SPARK Advisory Partners which is regulated in the United Kingdom by The Financial Conduct Authority is acting exclusively as financial adviser to Chisbridge and no one else in connection with the Offer. SPARK Advisory Partners will not be responsible to anyone other than Chisbridge for providing the protections afforded to its clients or for providing advice in relation to the Offer or any other matter referred to in this Announcement or otherwise.
The directors of Chisbridge accept responsibility for the information contained in this announcement. To the best of their knowledge and belief (having taken all reasonable care to ensure that such is the case), the information contained in this announcement for which they are responsible is in accordance with the facts and does not omit anything likely to affect the import of such information.
This announcement is for information purposes only and is not intended to, and does not, constitute or form part of any offer, invitation or the solicitation of an offer to purchase, otherwise acquire, subscribe for, sell or otherwise dispose of, any securities whether pursuant to this announcement or otherwise. The distribution of this announcement in jurisdictions outside the United Kingdom may be restricted by law and therefore persons into whose possession this announcement comes should inform themselves about, and observe such restrictions. Any failure to comply with the restrictions may constitute a violation of the securities law of any such jurisdiction.
Disclosure requirements of the Takeover Code
Under Rule 8.3(a) of the Code, any person who is interested in 1% or more of any class of relevant securities of an offeree company or of any securities exchange offeror (being any offeror other than an offeror in respect of which it has been announced that its offer is, or is likely to be, solely in cash) must make an Opening Position Disclosure following the commencement of the offer period and, if later, following the announcement in which any securities exchange offeror is first identified. An Opening Position Disclosure must contain details of the person's interests and short positions in, and rights to subscribe for, any relevant securities of each of (i) the offeree company and (ii) any securities exchange offeror(s). An Opening Position Disclosure by a person to whom Rule 8.3(a) applies must be made by no later than 3.30 pm (London time) on the 10th business day following the commencement of the offer period and, if appropriate, by no later than 3.30 pm (London time) on the 10th business day following the announcement in which any securities exchange offeror is first identified. Relevant persons who deal in the relevant securities of the offeree company or of a securities exchange offeror prior to the deadline for making an Opening Position Disclosure must instead make a Dealing Disclosure.

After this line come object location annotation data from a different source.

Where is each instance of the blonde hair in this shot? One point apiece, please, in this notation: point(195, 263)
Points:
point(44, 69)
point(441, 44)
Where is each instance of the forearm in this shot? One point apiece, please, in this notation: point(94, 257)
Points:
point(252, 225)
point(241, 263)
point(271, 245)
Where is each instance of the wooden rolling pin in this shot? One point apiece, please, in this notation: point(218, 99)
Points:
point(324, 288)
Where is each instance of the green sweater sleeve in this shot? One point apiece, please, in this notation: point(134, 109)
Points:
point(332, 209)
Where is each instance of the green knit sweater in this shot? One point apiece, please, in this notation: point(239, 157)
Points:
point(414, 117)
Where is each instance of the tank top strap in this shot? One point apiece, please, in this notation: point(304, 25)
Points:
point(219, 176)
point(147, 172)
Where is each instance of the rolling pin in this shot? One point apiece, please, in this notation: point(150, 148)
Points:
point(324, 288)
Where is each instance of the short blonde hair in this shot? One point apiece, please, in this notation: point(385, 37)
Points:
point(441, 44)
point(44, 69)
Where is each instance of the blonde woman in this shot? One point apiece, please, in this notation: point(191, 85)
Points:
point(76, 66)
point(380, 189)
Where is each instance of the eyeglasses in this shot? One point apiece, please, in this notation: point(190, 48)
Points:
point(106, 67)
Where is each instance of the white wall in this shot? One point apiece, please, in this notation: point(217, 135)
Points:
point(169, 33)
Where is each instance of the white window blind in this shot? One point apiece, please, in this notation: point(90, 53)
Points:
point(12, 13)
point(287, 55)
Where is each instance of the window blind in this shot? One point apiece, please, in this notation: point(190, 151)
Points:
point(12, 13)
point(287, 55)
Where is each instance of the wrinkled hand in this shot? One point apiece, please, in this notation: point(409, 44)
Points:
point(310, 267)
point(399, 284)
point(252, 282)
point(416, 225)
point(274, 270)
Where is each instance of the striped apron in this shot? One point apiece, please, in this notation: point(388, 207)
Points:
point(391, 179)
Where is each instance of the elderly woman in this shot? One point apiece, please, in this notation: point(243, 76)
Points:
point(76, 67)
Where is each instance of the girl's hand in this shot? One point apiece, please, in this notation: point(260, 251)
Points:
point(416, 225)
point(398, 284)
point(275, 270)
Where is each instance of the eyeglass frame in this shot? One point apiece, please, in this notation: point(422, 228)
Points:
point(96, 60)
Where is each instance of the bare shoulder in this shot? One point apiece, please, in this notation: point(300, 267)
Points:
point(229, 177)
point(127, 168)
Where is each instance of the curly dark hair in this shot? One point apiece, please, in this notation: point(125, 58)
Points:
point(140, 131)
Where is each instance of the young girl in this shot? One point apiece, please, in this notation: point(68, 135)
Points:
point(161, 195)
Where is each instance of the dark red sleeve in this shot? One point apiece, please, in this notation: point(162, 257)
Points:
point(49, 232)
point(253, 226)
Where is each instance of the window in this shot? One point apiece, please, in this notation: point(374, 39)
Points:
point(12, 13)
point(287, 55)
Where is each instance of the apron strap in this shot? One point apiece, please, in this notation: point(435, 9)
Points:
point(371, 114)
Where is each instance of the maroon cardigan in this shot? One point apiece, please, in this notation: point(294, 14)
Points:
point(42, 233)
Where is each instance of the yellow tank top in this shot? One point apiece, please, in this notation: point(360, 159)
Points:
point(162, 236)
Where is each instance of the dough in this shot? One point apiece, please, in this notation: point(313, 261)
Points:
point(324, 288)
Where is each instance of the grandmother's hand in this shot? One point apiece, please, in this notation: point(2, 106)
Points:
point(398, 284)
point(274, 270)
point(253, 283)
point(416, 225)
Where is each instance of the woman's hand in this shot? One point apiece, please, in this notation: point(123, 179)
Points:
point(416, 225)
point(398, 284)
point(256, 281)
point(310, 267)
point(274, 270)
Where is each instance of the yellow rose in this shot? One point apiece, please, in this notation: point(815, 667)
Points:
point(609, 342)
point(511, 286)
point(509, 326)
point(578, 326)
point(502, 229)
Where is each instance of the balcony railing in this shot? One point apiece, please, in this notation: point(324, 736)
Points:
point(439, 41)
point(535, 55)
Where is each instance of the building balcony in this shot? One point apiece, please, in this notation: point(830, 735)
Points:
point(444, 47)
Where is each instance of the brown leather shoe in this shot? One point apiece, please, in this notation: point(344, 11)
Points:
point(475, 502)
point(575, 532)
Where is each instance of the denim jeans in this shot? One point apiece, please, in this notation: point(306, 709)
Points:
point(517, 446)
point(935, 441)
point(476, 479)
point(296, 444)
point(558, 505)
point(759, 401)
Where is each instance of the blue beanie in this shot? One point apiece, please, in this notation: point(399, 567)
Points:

Under Rule 8.3(b) of the Code, any person who is, or becomes, interested in 1% or more of any class of relevant securities of the offeree company or of any securities exchange offeror must make a Dealing Disclosure if the person deals in any relevant securities of the offeree company or of any securities exchange offeror. A Dealing Disclosure must contain details of the dealing concerned and of the person's interests and short positions in, and rights to subscribe for, any relevant securities of each of (i) the offeree company and (ii) any securities exchange offeror(s), save to the extent that these details have previously been disclosed under Rule 8. A Dealing Disclosure by a person to whom Rule 8.3(b) applies must be made by no later than 3.30 pm (London time) on the business day following the date of the relevant dealing.
If two or more persons act together pursuant to an agreement or understanding, whether formal or informal, to acquire or control an interest in relevant securities of an offeree company or a securities exchange offeror, they will be deemed to be a single person for the purpose of Rule 8.3.
Opening Position Disclosures must also be made by the offeree company and by any offeror and Dealing Disclosures must also be made by the offeree company, by any offeror and by any persons acting in concert with any of them (see Rules 8.1, 8.2 and 8.4).
Details of the offeree and offeror companies in respect of whose relevant securities Opening Position Disclosures and Dealing Disclosures must be made can be found in the Disclosure Table on the Takeover Panel's website at www.thetakeoverpanel.org.uk, including details of the number of relevant securities in issue, when the offer period commenced and when any offeror was first identified. You should contact the Panel's Market Surveillance Unit on +44 (0)20 7638 0129 if you are in any doubt as to whether you are required to make an Opening Position Disclosure or a Dealing Disclosure.